Самолет ровно гудел, страхи прошли, и Ване-оперу лезли и лезли в голову непрошенные мысли. Верней, даже не мысли, а воспоминания. Причем не свои, и не Шамиля, и не его бабушки, а Ваниной. Вместо сна лезли ему на ум почему-то ее рассказы о прошлом их семьи.
Октябрьская революция 1917 года на Урал пришла не сразу, но все же пришла. У Ваниного прадеда был в Златоусте дом. Его занял отряд красноармейцев во главе, конечно, с большевиками – командиром и комиссаром; хозяев выгнали, они где-то у родных жили. И когда месяц спустя прадед, бабушкин отец, вошел в свой дом, где побывали большевики, и увидел нечистоты в комнате и выломанные дверные ручки, он тут же свихнулся.
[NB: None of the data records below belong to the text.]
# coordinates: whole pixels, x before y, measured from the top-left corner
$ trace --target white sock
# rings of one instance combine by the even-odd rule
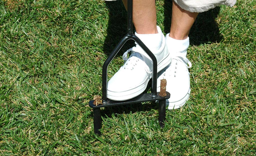
[[[189,39],[188,37],[183,40],[176,40],[169,36],[168,33],[166,34],[165,42],[167,45],[169,52],[171,54],[175,54],[176,53],[181,53],[185,57],[187,56],[187,50],[189,45]]]
[[[156,27],[158,33],[153,34],[139,34],[135,32],[135,35],[140,39],[151,51],[155,51],[161,47],[163,42],[163,36],[161,29]]]

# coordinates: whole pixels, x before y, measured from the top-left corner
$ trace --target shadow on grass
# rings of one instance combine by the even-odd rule
[[[107,55],[111,53],[118,42],[127,33],[127,14],[121,1],[105,1],[109,12],[107,35],[103,45],[103,51]],[[134,27],[134,33],[135,31]],[[123,55],[124,52],[134,46],[134,41],[128,40],[117,54]]]

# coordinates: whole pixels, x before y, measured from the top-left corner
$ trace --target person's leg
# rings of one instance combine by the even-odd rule
[[[127,0],[123,0],[127,9]],[[137,33],[140,34],[157,33],[155,0],[133,0],[133,21]]]
[[[176,40],[187,39],[198,14],[185,10],[173,1],[172,23],[169,36]]]
[[[123,1],[127,6],[127,1]],[[155,55],[159,71],[170,63],[172,58],[164,36],[156,26],[155,3],[155,0],[133,0],[133,20],[135,35]],[[139,95],[146,89],[151,78],[152,61],[140,47],[135,44],[135,46],[124,53],[124,64],[109,81],[108,97],[110,99],[122,101]],[[127,53],[130,52],[131,54],[127,58]]]
[[[172,58],[172,63],[158,73],[157,83],[165,79],[166,91],[171,94],[166,101],[169,109],[178,108],[188,100],[190,94],[190,74],[191,62],[186,58],[189,45],[188,34],[198,14],[182,8],[173,1],[172,23],[165,40]],[[158,91],[160,87],[158,87]]]

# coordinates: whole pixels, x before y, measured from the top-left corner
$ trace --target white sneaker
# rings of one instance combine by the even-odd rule
[[[157,51],[152,51],[157,61],[157,71],[169,64],[172,58],[162,35],[162,45]],[[116,101],[131,99],[142,93],[152,77],[152,61],[144,50],[135,42],[135,47],[124,53],[124,63],[109,81],[108,98]],[[131,54],[127,58],[127,54]]]
[[[178,53],[177,53],[178,55]],[[185,57],[172,55],[172,63],[158,74],[157,92],[160,91],[160,81],[167,81],[166,91],[170,97],[166,100],[168,109],[179,108],[184,105],[190,95],[190,85],[188,69],[191,63]]]

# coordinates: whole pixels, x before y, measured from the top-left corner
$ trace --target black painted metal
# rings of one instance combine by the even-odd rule
[[[93,104],[94,101],[91,100],[89,102],[89,105],[90,107],[94,109],[96,108],[116,106],[120,105],[131,104],[137,103],[141,103],[144,102],[154,101],[156,100],[159,100],[159,103],[161,103],[160,102],[160,101],[164,101],[164,108],[163,107],[162,109],[165,110],[166,108],[165,100],[169,98],[170,97],[170,93],[169,92],[166,92],[166,95],[164,97],[161,97],[158,94],[157,95],[156,97],[155,97],[153,96],[153,94],[152,93],[142,94],[131,99],[121,101],[113,101],[108,99],[106,102],[105,104],[103,104],[99,105],[97,106]],[[162,112],[163,111],[162,111]]]
[[[93,108],[94,132],[100,134],[99,130],[101,127],[100,108],[131,104],[144,102],[159,101],[159,110],[158,121],[161,127],[164,126],[165,120],[166,99],[170,98],[170,93],[166,92],[165,97],[159,96],[156,92],[157,79],[157,61],[154,54],[142,41],[132,32],[132,0],[128,0],[127,13],[127,34],[119,42],[113,50],[103,64],[102,69],[102,99],[103,104],[95,106],[93,101],[90,101],[89,106]],[[107,98],[108,67],[112,60],[117,54],[125,43],[128,40],[132,39],[138,43],[148,55],[152,60],[152,92],[143,94],[131,99],[122,101],[113,101]]]
[[[127,4],[127,34],[132,33],[132,0],[128,0]]]
[[[164,126],[164,121],[165,120],[166,114],[166,100],[159,100],[159,109],[158,112],[159,116],[158,122],[160,126],[162,128]]]
[[[94,133],[99,135],[100,135],[100,132],[99,130],[101,127],[101,122],[100,118],[100,108],[94,108],[93,111],[93,129]]]

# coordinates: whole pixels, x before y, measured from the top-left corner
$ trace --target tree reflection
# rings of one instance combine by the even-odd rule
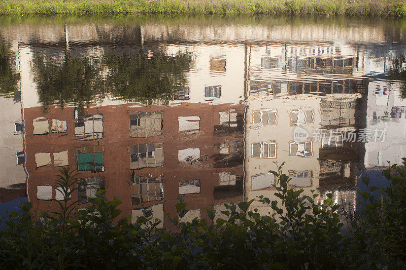
[[[191,57],[187,53],[168,56],[162,52],[151,57],[110,54],[104,62],[109,69],[105,85],[109,93],[126,101],[167,104],[173,92],[187,84],[185,73]]]
[[[389,73],[391,80],[402,81],[400,98],[406,98],[406,58],[404,55],[401,55],[392,61],[392,66]]]
[[[187,84],[186,72],[191,57],[187,53],[166,55],[109,53],[103,59],[65,55],[62,63],[40,55],[32,72],[39,100],[44,107],[63,107],[74,102],[79,107],[108,95],[127,101],[167,104],[174,91]]]
[[[11,46],[0,36],[0,96],[11,97],[18,90],[20,74],[14,67]]]
[[[83,108],[84,104],[103,93],[98,63],[93,59],[75,59],[65,54],[59,64],[37,55],[32,63],[39,100],[44,107],[55,103],[63,107],[76,102]]]

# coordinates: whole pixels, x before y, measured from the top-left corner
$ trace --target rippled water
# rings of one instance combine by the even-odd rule
[[[186,219],[292,187],[356,207],[406,156],[404,22],[344,18],[3,17],[0,208],[57,209],[78,171],[122,215]],[[254,203],[262,214],[270,210]],[[1,214],[1,213],[0,213]],[[163,225],[170,227],[164,221]]]

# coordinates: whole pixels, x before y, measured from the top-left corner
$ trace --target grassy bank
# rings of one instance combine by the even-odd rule
[[[406,17],[406,0],[0,0],[0,14],[263,13]]]

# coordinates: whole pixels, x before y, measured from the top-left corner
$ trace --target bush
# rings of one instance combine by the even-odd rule
[[[253,200],[224,205],[226,218],[185,223],[184,198],[178,198],[177,215],[167,214],[177,232],[158,229],[150,209],[131,224],[129,217],[115,221],[121,202],[94,198],[85,209],[76,211],[70,200],[76,175],[61,170],[56,180],[65,199],[61,211],[42,213],[36,221],[31,203],[9,214],[8,227],[0,237],[2,268],[258,268],[313,269],[404,268],[406,254],[406,159],[402,166],[383,171],[387,187],[369,186],[359,191],[361,207],[343,228],[341,206],[332,194],[322,203],[318,196],[302,195],[288,187],[290,180],[282,171],[275,196],[282,203],[262,196],[257,201],[273,213],[261,216],[249,211]],[[378,194],[380,196],[377,197]],[[345,213],[344,213],[345,214]]]

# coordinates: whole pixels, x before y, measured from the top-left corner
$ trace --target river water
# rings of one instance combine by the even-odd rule
[[[353,210],[406,157],[404,21],[268,16],[2,17],[0,209],[118,197],[121,216],[275,200],[269,170]],[[270,210],[254,203],[263,214]],[[170,227],[164,220],[162,225]]]

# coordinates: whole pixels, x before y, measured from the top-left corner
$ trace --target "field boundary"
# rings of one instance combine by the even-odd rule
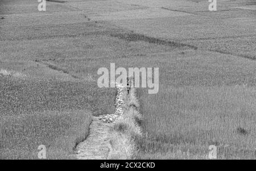
[[[113,125],[109,160],[135,159],[138,151],[135,140],[144,136],[136,89],[132,86],[133,80],[128,81],[127,86],[115,84],[115,114],[119,116]]]

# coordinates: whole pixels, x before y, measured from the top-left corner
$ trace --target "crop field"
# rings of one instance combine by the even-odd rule
[[[143,1],[137,6],[119,1],[114,7],[67,1],[47,1],[45,14],[30,11],[35,16],[28,8],[38,4],[30,0],[24,1],[28,14],[11,8],[0,12],[0,159],[38,159],[40,145],[47,159],[77,159],[76,148],[89,136],[94,116],[114,112],[115,88],[97,85],[98,70],[109,70],[110,63],[127,70],[159,69],[157,93],[138,89],[144,136],[134,137],[136,159],[209,159],[214,145],[217,159],[256,159],[255,35],[250,23],[255,10],[223,7],[208,23],[213,14],[200,11],[208,5],[203,1],[184,1],[179,4],[184,9],[173,10],[156,10],[155,1],[149,10]],[[242,1],[233,1],[236,7]],[[11,2],[17,6],[14,9],[24,6]],[[201,6],[188,9],[194,2]],[[101,16],[106,20],[90,19],[98,16],[88,4],[97,12],[108,11]],[[116,19],[126,14],[120,8],[152,18]],[[151,8],[164,15],[177,11],[188,15],[156,17],[147,13]],[[230,16],[236,12],[243,18],[233,23]],[[183,27],[181,21],[188,24]],[[218,24],[212,27],[211,22]],[[207,37],[204,29],[216,37]],[[183,39],[180,31],[190,37]]]

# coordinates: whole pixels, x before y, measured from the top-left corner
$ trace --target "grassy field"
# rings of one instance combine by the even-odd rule
[[[104,93],[93,91],[90,84],[0,80],[1,159],[37,159],[40,145],[46,147],[47,159],[75,159],[74,148],[87,136],[92,112],[105,110],[95,92]]]
[[[218,159],[255,159],[255,61],[102,24],[83,25],[77,36],[2,41],[1,69],[36,78],[0,75],[1,159],[36,159],[41,144],[49,159],[72,158],[89,114],[114,111],[114,90],[97,86],[97,70],[111,62],[159,68],[158,93],[139,90],[147,138],[137,140],[138,159],[207,159],[209,145]]]

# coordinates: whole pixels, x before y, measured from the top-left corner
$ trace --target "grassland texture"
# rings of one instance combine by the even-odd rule
[[[38,159],[43,145],[47,159],[75,159],[73,149],[88,135],[92,120],[89,105],[71,92],[79,88],[75,83],[2,74],[0,80],[0,158]]]
[[[115,99],[120,103],[116,105],[115,110],[118,112],[121,111],[122,114],[114,123],[110,137],[112,148],[108,159],[135,159],[138,151],[135,140],[142,139],[143,136],[140,124],[142,118],[138,111],[139,105],[136,97],[136,90],[131,87],[127,91],[127,87],[120,85],[117,89],[122,97]],[[123,101],[119,100],[119,98]]]

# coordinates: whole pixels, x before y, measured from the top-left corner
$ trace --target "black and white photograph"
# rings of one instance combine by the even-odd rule
[[[256,160],[256,0],[0,0],[0,160]]]

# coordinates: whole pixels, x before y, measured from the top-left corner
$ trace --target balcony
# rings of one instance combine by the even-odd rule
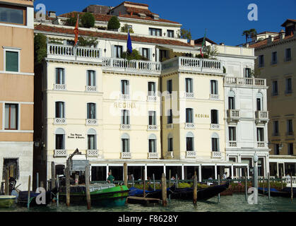
[[[256,111],[255,112],[256,123],[265,124],[269,121],[268,112],[267,111]]]
[[[227,110],[227,122],[237,122],[239,120],[239,110],[230,109]]]
[[[47,44],[47,57],[51,59],[97,62],[101,50],[97,48],[78,47],[76,49],[71,45]]]
[[[162,71],[183,70],[204,73],[223,73],[220,61],[178,56],[162,63]]]
[[[131,60],[120,58],[102,59],[105,70],[137,73],[160,74],[161,63],[149,61]]]
[[[99,156],[99,151],[97,150],[88,150],[88,157],[97,157]]]
[[[221,158],[222,153],[220,151],[212,151],[212,158]]]
[[[196,157],[196,152],[194,150],[187,150],[186,151],[186,157]]]
[[[266,87],[266,79],[254,78],[225,77],[224,85],[228,86]]]
[[[158,153],[148,153],[148,159],[158,159],[158,158],[160,158],[160,156]]]
[[[184,129],[194,129],[195,128],[194,123],[185,123]]]
[[[66,125],[67,124],[67,121],[66,119],[64,118],[55,118],[54,124],[54,125]]]
[[[156,130],[158,130],[158,126],[155,125],[148,125],[147,130],[156,131]]]
[[[120,157],[123,159],[131,158],[131,153],[121,153]]]
[[[97,124],[97,120],[95,119],[87,119],[85,120],[85,125],[86,126],[93,126]]]
[[[67,150],[54,150],[54,157],[67,157]]]

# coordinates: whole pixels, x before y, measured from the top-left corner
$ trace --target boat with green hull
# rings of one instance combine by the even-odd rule
[[[94,184],[90,185],[91,204],[93,206],[123,206],[129,189],[127,186],[115,186],[113,184]],[[66,201],[66,187],[60,188],[59,200]],[[85,186],[70,186],[70,203],[76,205],[86,205]]]

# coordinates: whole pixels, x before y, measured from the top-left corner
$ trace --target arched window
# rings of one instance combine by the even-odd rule
[[[167,136],[167,151],[173,151],[173,150],[172,135],[172,133],[169,133]]]
[[[155,135],[151,134],[150,136],[149,136],[148,145],[149,145],[149,153],[156,153],[156,136]]]
[[[129,136],[124,133],[122,136],[122,146],[123,153],[129,153]]]
[[[88,150],[97,149],[97,133],[93,129],[88,131]]]
[[[191,132],[188,132],[186,135],[186,150],[194,150],[194,136]]]
[[[216,133],[214,133],[212,135],[212,151],[220,151],[219,135]]]
[[[61,128],[56,130],[56,150],[65,150],[65,131]]]

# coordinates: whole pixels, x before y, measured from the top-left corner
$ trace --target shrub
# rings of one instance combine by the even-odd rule
[[[95,25],[95,17],[90,13],[85,13],[81,16],[82,27],[90,28]]]
[[[108,29],[119,29],[120,23],[117,16],[113,16],[108,22]]]

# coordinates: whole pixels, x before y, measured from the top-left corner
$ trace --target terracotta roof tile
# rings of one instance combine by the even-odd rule
[[[51,32],[55,33],[64,33],[64,34],[71,34],[74,35],[73,31],[74,28],[73,29],[71,28],[59,28],[55,26],[48,26],[42,24],[35,25],[35,30],[40,30],[40,31],[45,31],[45,32]],[[90,37],[97,37],[101,38],[107,38],[107,39],[114,39],[114,40],[126,40],[126,35],[122,35],[122,34],[114,34],[114,33],[108,33],[108,32],[94,32],[94,31],[88,31],[88,30],[79,30],[80,35],[84,36],[90,36]],[[153,43],[157,44],[170,44],[170,45],[177,45],[177,46],[184,46],[184,47],[191,47],[191,45],[182,42],[178,40],[167,40],[167,39],[160,39],[160,38],[155,38],[155,37],[138,37],[138,36],[134,36],[131,35],[131,41],[134,42],[147,42],[147,43]]]

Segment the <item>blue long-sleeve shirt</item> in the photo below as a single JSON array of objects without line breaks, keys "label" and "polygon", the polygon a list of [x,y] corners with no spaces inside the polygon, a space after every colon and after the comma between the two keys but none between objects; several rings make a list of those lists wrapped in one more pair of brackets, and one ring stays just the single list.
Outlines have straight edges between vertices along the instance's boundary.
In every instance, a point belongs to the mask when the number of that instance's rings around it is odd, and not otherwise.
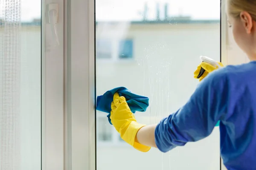
[{"label": "blue long-sleeve shirt", "polygon": [[256,169],[256,61],[209,74],[187,103],[157,125],[166,152],[208,136],[220,121],[221,153],[229,170]]}]

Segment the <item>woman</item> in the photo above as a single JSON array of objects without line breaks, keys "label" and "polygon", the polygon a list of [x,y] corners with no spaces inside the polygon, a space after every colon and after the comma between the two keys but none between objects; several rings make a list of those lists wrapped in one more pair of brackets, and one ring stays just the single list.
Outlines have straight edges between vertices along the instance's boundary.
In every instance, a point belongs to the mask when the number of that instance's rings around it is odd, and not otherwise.
[{"label": "woman", "polygon": [[183,107],[157,125],[137,123],[125,99],[115,94],[111,122],[134,148],[147,152],[153,147],[166,152],[205,138],[220,120],[227,168],[256,169],[256,0],[227,0],[227,5],[235,40],[250,62],[211,73]]}]

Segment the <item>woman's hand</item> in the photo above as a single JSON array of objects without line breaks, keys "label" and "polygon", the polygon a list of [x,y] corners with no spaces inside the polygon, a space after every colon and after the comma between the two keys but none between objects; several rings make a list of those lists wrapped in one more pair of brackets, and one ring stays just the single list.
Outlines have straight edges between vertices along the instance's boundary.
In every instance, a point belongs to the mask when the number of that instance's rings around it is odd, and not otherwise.
[{"label": "woman's hand", "polygon": [[149,150],[151,147],[141,144],[136,140],[138,131],[145,125],[137,122],[125,97],[119,96],[118,93],[116,93],[114,94],[111,108],[111,122],[120,133],[122,139],[142,152]]}]

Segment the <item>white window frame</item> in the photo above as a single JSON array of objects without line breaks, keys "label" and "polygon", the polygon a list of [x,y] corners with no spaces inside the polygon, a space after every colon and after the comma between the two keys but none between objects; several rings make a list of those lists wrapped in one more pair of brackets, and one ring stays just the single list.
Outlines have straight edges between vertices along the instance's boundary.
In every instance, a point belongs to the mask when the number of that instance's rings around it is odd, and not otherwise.
[{"label": "white window frame", "polygon": [[64,6],[64,169],[95,170],[94,1]]},{"label": "white window frame", "polygon": [[[57,3],[57,32],[52,43],[47,6]],[[43,170],[64,168],[64,1],[41,1],[41,165]]]},{"label": "white window frame", "polygon": [[[95,1],[64,0],[64,169],[94,170]],[[230,57],[227,52],[228,27],[224,2],[221,3],[220,53],[221,62],[226,65]],[[222,164],[220,169],[226,169]]]}]

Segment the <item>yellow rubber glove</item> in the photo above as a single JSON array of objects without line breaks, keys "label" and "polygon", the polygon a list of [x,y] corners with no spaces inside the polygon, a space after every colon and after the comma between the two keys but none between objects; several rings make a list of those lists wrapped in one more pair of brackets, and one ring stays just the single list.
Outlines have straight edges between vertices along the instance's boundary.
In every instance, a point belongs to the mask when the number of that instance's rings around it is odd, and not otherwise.
[{"label": "yellow rubber glove", "polygon": [[125,97],[120,97],[118,93],[116,93],[114,94],[111,108],[111,122],[120,133],[122,139],[140,151],[146,152],[149,150],[151,147],[136,142],[137,132],[145,125],[137,122]]},{"label": "yellow rubber glove", "polygon": [[[221,66],[223,67],[223,65],[221,62],[217,62]],[[204,71],[204,74],[203,74],[202,76],[199,78],[198,78],[197,76],[199,74],[200,70],[201,69],[201,68],[205,70],[205,71]],[[194,72],[194,78],[195,79],[199,79],[200,82],[204,79],[204,78],[209,73],[210,73],[218,68],[218,66],[216,66],[215,67],[210,64],[207,63],[207,62],[202,62],[198,66],[197,69]]]}]

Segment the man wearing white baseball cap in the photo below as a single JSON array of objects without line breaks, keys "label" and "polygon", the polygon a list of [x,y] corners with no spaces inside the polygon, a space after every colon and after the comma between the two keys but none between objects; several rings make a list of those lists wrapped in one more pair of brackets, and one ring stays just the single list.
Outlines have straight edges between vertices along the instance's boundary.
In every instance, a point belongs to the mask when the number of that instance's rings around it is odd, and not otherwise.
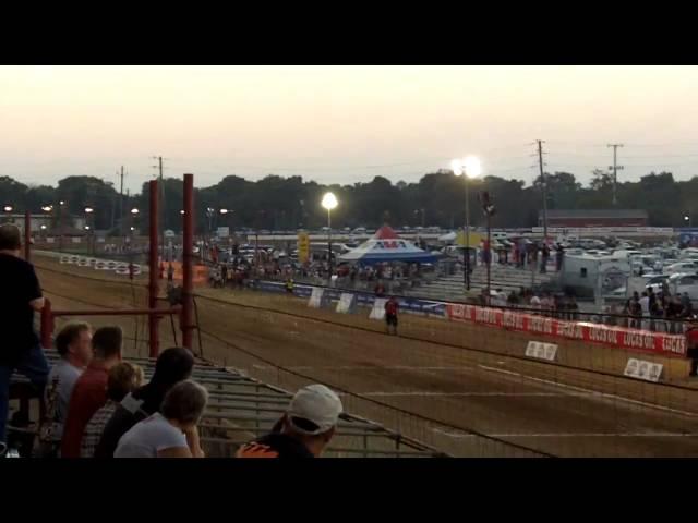
[{"label": "man wearing white baseball cap", "polygon": [[270,434],[243,445],[237,458],[316,458],[332,437],[341,414],[339,397],[324,385],[296,392]]}]

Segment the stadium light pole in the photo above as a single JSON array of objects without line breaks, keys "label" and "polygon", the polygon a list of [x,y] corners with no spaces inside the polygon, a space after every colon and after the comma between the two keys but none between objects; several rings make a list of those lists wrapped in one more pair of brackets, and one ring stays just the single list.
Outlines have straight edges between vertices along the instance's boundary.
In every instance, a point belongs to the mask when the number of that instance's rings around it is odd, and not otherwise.
[{"label": "stadium light pole", "polygon": [[[95,251],[95,228],[94,228],[94,220],[93,220],[93,227],[89,227],[89,216],[92,214],[94,214],[95,209],[93,207],[85,207],[85,230],[87,231],[87,233],[89,234],[87,236],[87,241],[89,242],[88,248],[89,252],[92,252],[92,254],[94,255],[94,251]],[[91,241],[92,239],[92,241]]]},{"label": "stadium light pole", "polygon": [[334,193],[325,193],[322,206],[327,209],[327,265],[328,278],[332,283],[332,210],[337,207],[337,197]]},{"label": "stadium light pole", "polygon": [[470,191],[469,179],[476,179],[482,174],[482,166],[480,160],[474,156],[468,156],[466,158],[457,158],[450,162],[450,168],[455,175],[462,177],[464,185],[466,186],[466,227],[465,227],[465,242],[466,252],[464,255],[464,284],[466,291],[470,290]]}]

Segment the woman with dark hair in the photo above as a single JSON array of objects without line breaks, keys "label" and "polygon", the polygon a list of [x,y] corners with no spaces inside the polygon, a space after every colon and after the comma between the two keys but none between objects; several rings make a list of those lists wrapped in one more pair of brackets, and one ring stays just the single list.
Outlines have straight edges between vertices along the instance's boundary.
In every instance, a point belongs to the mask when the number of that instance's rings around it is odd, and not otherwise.
[{"label": "woman with dark hair", "polygon": [[115,458],[203,458],[197,424],[208,392],[186,379],[172,387],[160,412],[135,424],[119,440]]},{"label": "woman with dark hair", "polygon": [[95,449],[95,458],[112,458],[119,439],[136,423],[160,410],[165,394],[188,379],[194,368],[194,356],[188,349],[174,346],[163,351],[147,385],[127,394],[107,423]]}]

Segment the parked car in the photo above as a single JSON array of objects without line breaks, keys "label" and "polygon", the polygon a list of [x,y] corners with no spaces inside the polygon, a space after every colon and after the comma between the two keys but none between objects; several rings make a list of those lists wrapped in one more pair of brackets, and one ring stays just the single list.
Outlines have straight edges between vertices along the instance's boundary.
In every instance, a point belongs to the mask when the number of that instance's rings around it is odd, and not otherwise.
[{"label": "parked car", "polygon": [[698,271],[698,260],[677,262],[675,264],[665,266],[662,270],[662,272],[666,275],[674,275],[677,272],[696,272],[696,271]]}]

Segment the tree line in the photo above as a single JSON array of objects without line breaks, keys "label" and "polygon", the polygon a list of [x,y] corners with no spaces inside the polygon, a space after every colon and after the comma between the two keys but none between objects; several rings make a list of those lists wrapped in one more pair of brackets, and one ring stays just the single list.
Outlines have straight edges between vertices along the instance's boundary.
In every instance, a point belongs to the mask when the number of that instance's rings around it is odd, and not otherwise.
[{"label": "tree line", "polygon": [[[549,209],[611,208],[612,178],[594,171],[591,182],[582,186],[569,172],[545,174]],[[479,194],[488,191],[496,214],[493,227],[514,228],[538,224],[543,191],[539,177],[532,185],[521,180],[484,177],[470,180],[470,217],[473,226],[484,224]],[[183,182],[164,180],[165,227],[181,230]],[[333,191],[339,206],[333,210],[333,228],[438,226],[457,228],[465,221],[464,179],[449,171],[424,174],[417,183],[393,184],[383,177],[353,185],[323,185],[301,177],[267,175],[256,182],[228,175],[215,185],[195,188],[198,232],[219,226],[267,230],[316,229],[327,223],[327,212],[320,205],[325,192]],[[148,184],[140,194],[120,197],[111,182],[95,177],[67,177],[56,186],[26,185],[10,177],[0,177],[0,204],[16,210],[40,212],[41,206],[64,202],[64,212],[84,216],[85,206],[94,208],[91,218],[98,230],[131,224],[130,209],[137,208],[135,223],[145,230],[148,220]],[[617,185],[617,208],[646,209],[651,226],[681,227],[684,216],[694,212],[698,202],[698,177],[676,181],[671,172],[651,172],[636,182]],[[208,212],[207,209],[214,209]],[[229,212],[220,214],[220,209]],[[123,220],[121,217],[127,217]]]}]

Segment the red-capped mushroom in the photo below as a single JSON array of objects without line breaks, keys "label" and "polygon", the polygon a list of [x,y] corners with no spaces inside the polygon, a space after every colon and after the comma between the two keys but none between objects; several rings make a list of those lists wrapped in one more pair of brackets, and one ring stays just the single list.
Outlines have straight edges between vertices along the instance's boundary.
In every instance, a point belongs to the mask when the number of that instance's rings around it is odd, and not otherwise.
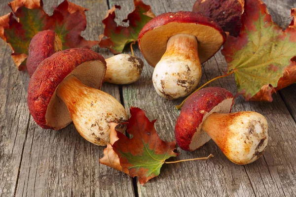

Да, вот так взял и сошел с ума. «В одночасье», как говорила бабушка. Оказывается, так бывает. А до этого был нормальный, и в роду ничего такого не было.
А потом полезла в Ванину голову еще одна история, слышанная в совсем уж раннем детстве. С чего, спрашивается? Ваня и не думал, что он ее помнит.
Это было уже с отцовской родней, и позже гораздо, при Брежневе. Отцов дядька был директором совхоза. Оказался очень хорошим хозяином, и в его совхозе людей работало втрое меньше, чем в соседних, а зарплата и продукция были в шесть раз больше. В общем, этот дядька, видно, своим умом, не учась в американских университетах, а просто имея хорошую башку на плечах, допер до рыночной экономики.
В полудремоте Иван увидел явственно, как отец сидит за столом с гостями, разливает водку по стаканам и зло говорит: «И что? Соседи-то – в дураках! У них-то – плановое хозяйство, – больше пьют, чем работают! Стукнули в обком, те – куда надо. Засудили – и сгноили в лагере! Здесь же, в наших краях! Сорока лет мужику не было! Работник – сейчас такого днем с огнем не сыщешь!» И пятилетний Ваня, у которого как раз недавно было нагноение на пальце, и он плакал от боли, представляет, сидя на своем коврике, как у папиного дяди все тело покрылось гнойными пузырями, и он от этого умер.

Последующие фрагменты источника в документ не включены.